- Interactive map of Thrupe Lane Swallet
- Location: Croscombe, Somerset
- OS grid: ST603458
- Coordinates: 51°12′38″N 2°34′08″W﻿ / ﻿51.21047°N 2.568998°W
- Depth: 117 m (384 ft)
- Length: 1,417 m (4,649 ft)
- Geology: Limestone
- Cave survey: Geological Conservation Review
- Registry: Mendip Cave Registry

= Thrupe Lane Swallet =

Cave system in Somerset, England

Thrupe Lane Swallet is a 0.5 ha geological Site of Special Scientific Interest in Somerset, notified in 1992. It is also a Geological Conservation Review site.

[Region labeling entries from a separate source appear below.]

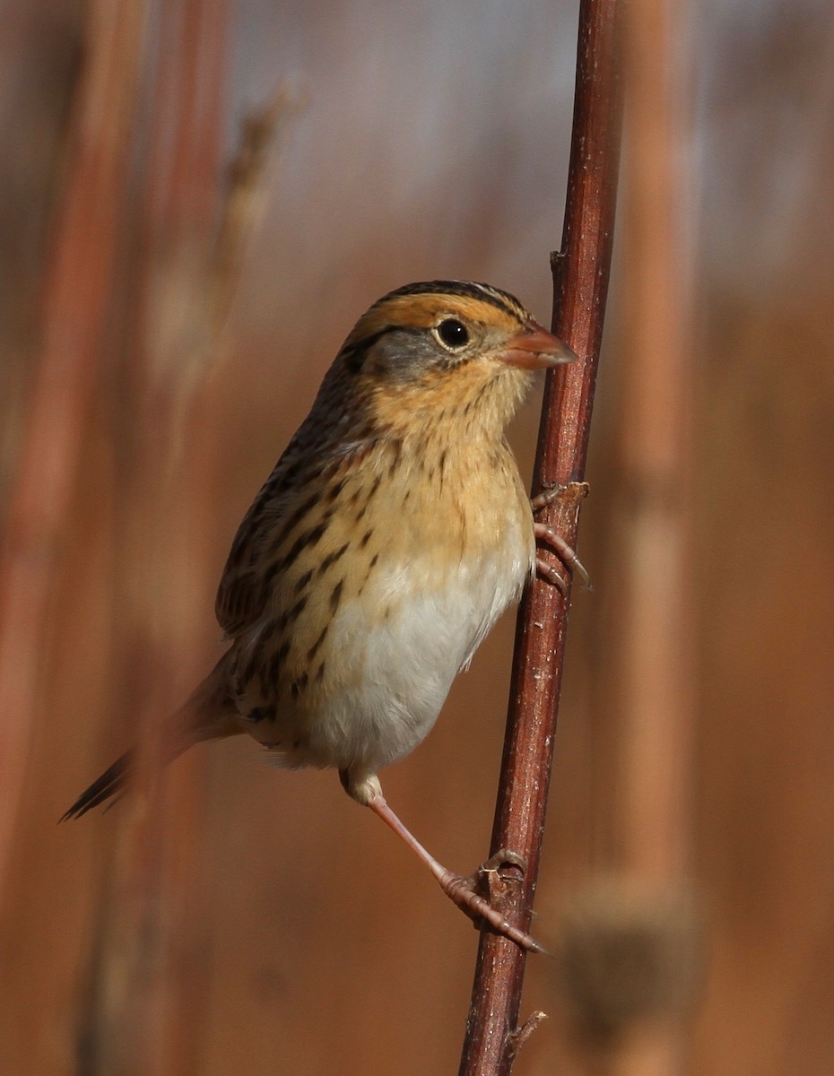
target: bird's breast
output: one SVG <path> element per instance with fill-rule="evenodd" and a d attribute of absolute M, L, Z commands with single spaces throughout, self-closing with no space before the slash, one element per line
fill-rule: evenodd
<path fill-rule="evenodd" d="M 407 754 L 533 570 L 532 512 L 506 445 L 486 461 L 463 445 L 408 458 L 398 445 L 370 463 L 339 478 L 326 523 L 306 526 L 315 540 L 277 582 L 271 641 L 261 634 L 249 661 L 244 706 L 273 714 L 250 731 L 297 744 L 291 764 L 376 771 Z"/>

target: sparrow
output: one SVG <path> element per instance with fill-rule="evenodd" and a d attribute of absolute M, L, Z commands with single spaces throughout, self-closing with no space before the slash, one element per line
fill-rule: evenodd
<path fill-rule="evenodd" d="M 284 767 L 338 770 L 468 915 L 537 944 L 442 867 L 387 805 L 379 771 L 428 734 L 458 671 L 549 543 L 505 428 L 535 371 L 576 356 L 506 292 L 399 287 L 359 318 L 238 529 L 215 612 L 228 649 L 171 718 L 164 758 L 248 733 Z M 63 816 L 121 792 L 128 751 Z"/>

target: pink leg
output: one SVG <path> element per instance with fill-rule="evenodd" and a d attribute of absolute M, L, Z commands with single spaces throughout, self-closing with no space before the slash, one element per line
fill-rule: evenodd
<path fill-rule="evenodd" d="M 462 875 L 453 874 L 438 863 L 434 855 L 427 852 L 416 837 L 400 822 L 391 807 L 388 807 L 384 796 L 378 793 L 371 798 L 368 806 L 374 815 L 379 815 L 386 825 L 391 826 L 401 840 L 405 840 L 412 851 L 416 852 L 440 882 L 440 888 L 446 895 L 454 901 L 457 907 L 466 912 L 470 919 L 484 919 L 494 931 L 498 934 L 504 934 L 505 937 L 508 937 L 523 949 L 529 949 L 531 952 L 546 952 L 538 943 L 534 942 L 529 934 L 525 934 L 517 926 L 508 923 L 504 916 L 475 892 L 475 880 L 472 878 L 464 878 Z"/>

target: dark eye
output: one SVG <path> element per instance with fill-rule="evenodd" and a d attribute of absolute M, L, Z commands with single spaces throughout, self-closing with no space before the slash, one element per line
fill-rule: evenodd
<path fill-rule="evenodd" d="M 437 337 L 440 343 L 452 351 L 458 351 L 469 343 L 469 330 L 456 317 L 447 317 L 437 326 Z"/>

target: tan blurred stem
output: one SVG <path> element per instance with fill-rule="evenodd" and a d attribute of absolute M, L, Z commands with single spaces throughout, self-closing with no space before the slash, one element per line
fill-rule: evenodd
<path fill-rule="evenodd" d="M 51 598 L 107 328 L 143 23 L 142 2 L 94 5 L 52 237 L 42 344 L 0 564 L 0 887 L 39 717 Z"/>
<path fill-rule="evenodd" d="M 603 334 L 617 202 L 620 146 L 618 0 L 583 0 L 579 14 L 574 130 L 562 251 L 554 258 L 554 331 L 580 356 L 549 374 L 534 493 L 570 486 L 545 515 L 576 544 Z M 529 930 L 538 875 L 556 708 L 562 679 L 567 595 L 540 580 L 522 603 L 492 852 L 508 848 L 526 861 L 522 884 L 503 914 Z M 517 1042 L 525 952 L 483 932 L 478 953 L 462 1076 L 505 1076 Z"/>
<path fill-rule="evenodd" d="M 614 846 L 623 884 L 644 894 L 659 924 L 664 907 L 677 906 L 684 919 L 691 907 L 693 378 L 683 26 L 684 12 L 670 0 L 633 0 L 624 24 L 630 273 L 612 534 L 620 585 L 608 648 L 619 728 Z M 659 925 L 659 944 L 662 933 Z M 659 994 L 651 1020 L 633 1021 L 621 1036 L 611 1061 L 617 1076 L 685 1068 L 680 1007 L 691 994 L 691 957 L 662 974 L 667 996 Z"/>
<path fill-rule="evenodd" d="M 158 780 L 152 760 L 161 723 L 199 679 L 208 649 L 203 539 L 218 450 L 207 379 L 216 357 L 210 278 L 222 216 L 225 0 L 169 0 L 158 9 L 155 40 L 136 286 L 124 313 L 132 391 L 115 625 L 124 682 L 133 685 L 119 708 L 141 730 L 138 778 L 146 788 Z M 118 1076 L 200 1071 L 209 946 L 195 881 L 203 761 L 178 767 L 165 796 L 130 801 L 117 832 L 86 1023 L 102 1068 Z"/>

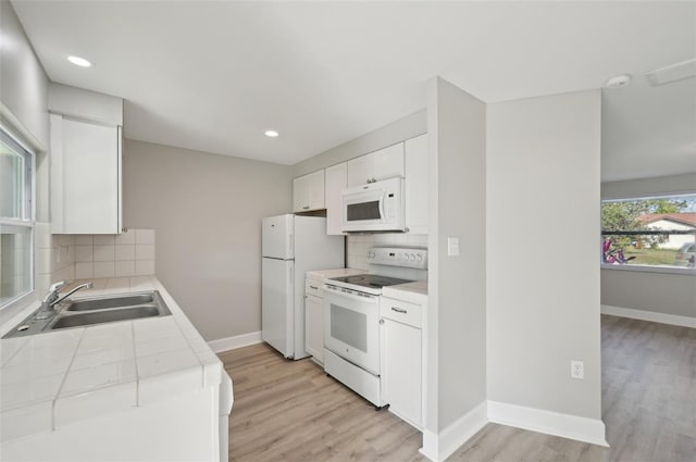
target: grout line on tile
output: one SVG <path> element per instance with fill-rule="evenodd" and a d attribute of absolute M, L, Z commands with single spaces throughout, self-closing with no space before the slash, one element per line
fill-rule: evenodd
<path fill-rule="evenodd" d="M 15 354 L 16 354 L 16 353 L 22 349 L 22 348 L 24 348 L 24 345 L 25 345 L 28 340 L 29 340 L 29 338 L 28 338 L 28 337 L 27 337 L 27 338 L 25 338 L 25 339 L 23 339 L 23 341 L 20 344 L 20 346 L 18 346 L 18 347 L 17 347 L 17 348 L 12 352 L 12 354 L 10 354 L 10 355 L 8 357 L 8 359 L 2 363 L 2 365 L 4 366 L 7 363 L 9 363 L 9 362 L 12 360 L 12 358 L 14 358 L 14 355 L 15 355 Z"/>
<path fill-rule="evenodd" d="M 130 283 L 128 282 L 128 289 Z M 130 322 L 130 341 L 133 342 L 133 361 L 135 361 L 135 407 L 140 407 L 140 373 L 138 372 L 138 352 L 135 346 L 135 323 Z"/>
<path fill-rule="evenodd" d="M 70 370 L 73 367 L 73 362 L 75 362 L 75 357 L 77 355 L 77 350 L 79 349 L 80 344 L 83 342 L 83 338 L 85 337 L 86 328 L 82 329 L 83 332 L 79 334 L 79 340 L 77 340 L 77 345 L 75 346 L 75 351 L 73 351 L 73 355 L 70 359 L 70 363 L 67 364 L 67 370 L 65 374 L 63 374 L 63 378 L 61 379 L 61 385 L 58 387 L 58 391 L 55 391 L 55 397 L 53 398 L 53 402 L 51 403 L 51 432 L 55 432 L 55 401 L 58 401 L 58 397 L 61 396 L 61 390 L 63 389 L 63 385 L 65 385 L 65 380 L 67 379 L 67 374 L 70 374 Z"/>

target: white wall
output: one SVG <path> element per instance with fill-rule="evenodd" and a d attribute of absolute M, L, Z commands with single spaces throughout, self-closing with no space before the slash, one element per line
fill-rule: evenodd
<path fill-rule="evenodd" d="M 48 77 L 9 1 L 0 1 L 0 99 L 46 149 Z"/>
<path fill-rule="evenodd" d="M 599 91 L 488 105 L 489 400 L 601 419 L 599 174 Z"/>
<path fill-rule="evenodd" d="M 306 173 L 339 164 L 405 139 L 423 135 L 426 130 L 425 110 L 422 110 L 295 164 L 293 176 L 302 176 Z"/>
<path fill-rule="evenodd" d="M 601 184 L 602 199 L 696 192 L 696 173 Z M 696 277 L 601 270 L 601 304 L 696 317 Z"/>
<path fill-rule="evenodd" d="M 35 242 L 50 240 L 49 162 L 48 162 L 48 77 L 34 54 L 32 45 L 9 1 L 0 1 L 0 118 L 2 124 L 17 132 L 36 153 L 36 218 Z M 35 275 L 50 273 L 50 262 L 35 269 Z M 47 286 L 48 277 L 36 277 L 35 299 Z M 14 316 L 24 305 L 0 312 L 0 324 Z"/>
<path fill-rule="evenodd" d="M 291 167 L 126 139 L 126 227 L 157 232 L 156 275 L 206 340 L 261 329 L 261 218 L 291 210 Z"/>
<path fill-rule="evenodd" d="M 428 83 L 428 372 L 426 429 L 440 434 L 486 399 L 486 105 Z M 447 255 L 458 237 L 460 257 Z"/>

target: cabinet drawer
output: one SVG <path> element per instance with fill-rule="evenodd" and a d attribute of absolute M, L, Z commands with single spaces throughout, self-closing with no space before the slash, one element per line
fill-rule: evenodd
<path fill-rule="evenodd" d="M 380 301 L 380 315 L 398 321 L 413 327 L 421 328 L 421 305 L 408 301 L 395 300 L 382 297 Z"/>
<path fill-rule="evenodd" d="M 304 279 L 304 295 L 322 298 L 322 283 L 315 279 Z"/>

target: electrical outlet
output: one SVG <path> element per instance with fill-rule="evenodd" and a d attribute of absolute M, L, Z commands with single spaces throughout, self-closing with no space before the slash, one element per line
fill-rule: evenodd
<path fill-rule="evenodd" d="M 585 363 L 582 361 L 570 361 L 570 376 L 571 378 L 585 378 Z"/>

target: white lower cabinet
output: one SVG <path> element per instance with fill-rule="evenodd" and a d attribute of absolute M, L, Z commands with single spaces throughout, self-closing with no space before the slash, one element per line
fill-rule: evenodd
<path fill-rule="evenodd" d="M 389 411 L 423 426 L 421 305 L 382 297 L 380 301 L 381 386 Z"/>
<path fill-rule="evenodd" d="M 304 282 L 304 349 L 314 361 L 324 363 L 324 307 L 322 282 Z"/>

The name Thrupe Lane comes from the nearby hamlet of Thrupe, which in Anglo-Saxon meant dairy farm.

The swallet is a small, single pothole cave system that is dominated by a series of deep (117 m) and mainly vertical passages, which follow fault lines, natural joints in the rock and mineral veins. It shows a form of cave development not seen elsewhere in the Mendips and contains the tallest vertical shaft in any known cave on the Mendip Hills, Atlas Pot, which is 60 m deep. The stream that flows through the cave is one of those that feeds St Andrew's Wells in the grounds of the Bishop's Palace in Wells.

Thrupe Lane Swallet was first entered in 1974 following digging by three caving groups. The entry shaft has been blasted open to ensure a stable entrance.